Susan Collins Breaks Ranks With Trump, Becomes First GOP Senator To Side With The Dems On Key Impeachment Issue

And there it is. The first Republican Senator has broken ranks and sided with the Democrats on a key issue in the impeachment trial.

“Senator Collins and others raised concerns about the 24 hours of opening statements in two days and the admission of the House transcript in the record,” Annie Clark, spokeswoman for Collins said in announcing her move.

“Her position has been that the trial should follow the Clinton model as much as possible. She thinks these changes are a significant improvement.”

It’s clear that as long as the GOP stays together they control the entire impeachment trial. The Democrats have little power.

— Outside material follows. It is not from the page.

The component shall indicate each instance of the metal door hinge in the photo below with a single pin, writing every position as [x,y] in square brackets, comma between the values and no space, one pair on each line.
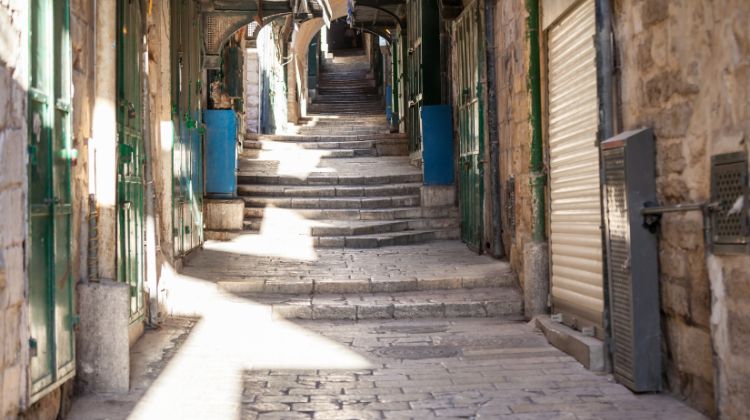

Remember, and this is very important, the ultimate outcome – President Trump’s acquittal is a done deal – the rest is just for show.

This is a show meant to damage President Trump politically. So far, it has backfired on the Democrats and it looks to continue to do so.

But if Susan Collins and Mitt Romney break rank, the whole trial could quickly devolve into chaos. And while President Trump will still win in the end the odds of political damage go up with each time these turncoats stab him in the back.

The Hill reported that Sen. Susan Collins became the only GOP senator to break with her party during a marathon session over the rules for the Senate’s impeachment trial of President Trump.

The Dems forced a 10th amendment vote on Wednesday morning that would extend the amount of time House impeachment managers and President Trump’s legal team have to respond to motions.

Currently, both sides can file motions around 9 a.m., including a potential motion to dismiss the charges against President Trump. Under the rules, the opposing side would have to respond by 11 a.m. The amendment by the Dems would extend that time, giving them until Thursday to respond.

A spokeswoman for Collins didn’t immediately respond to a request for comment about why she broke with her party and voted against tabling the amendment.

The vote came after the first nine amendment votes failed, with senators voting along party lines to table the proposals from Democrats, including attempts to subpoena former national security adviser John Bolton and White House chief of staff Mick Mulvaney.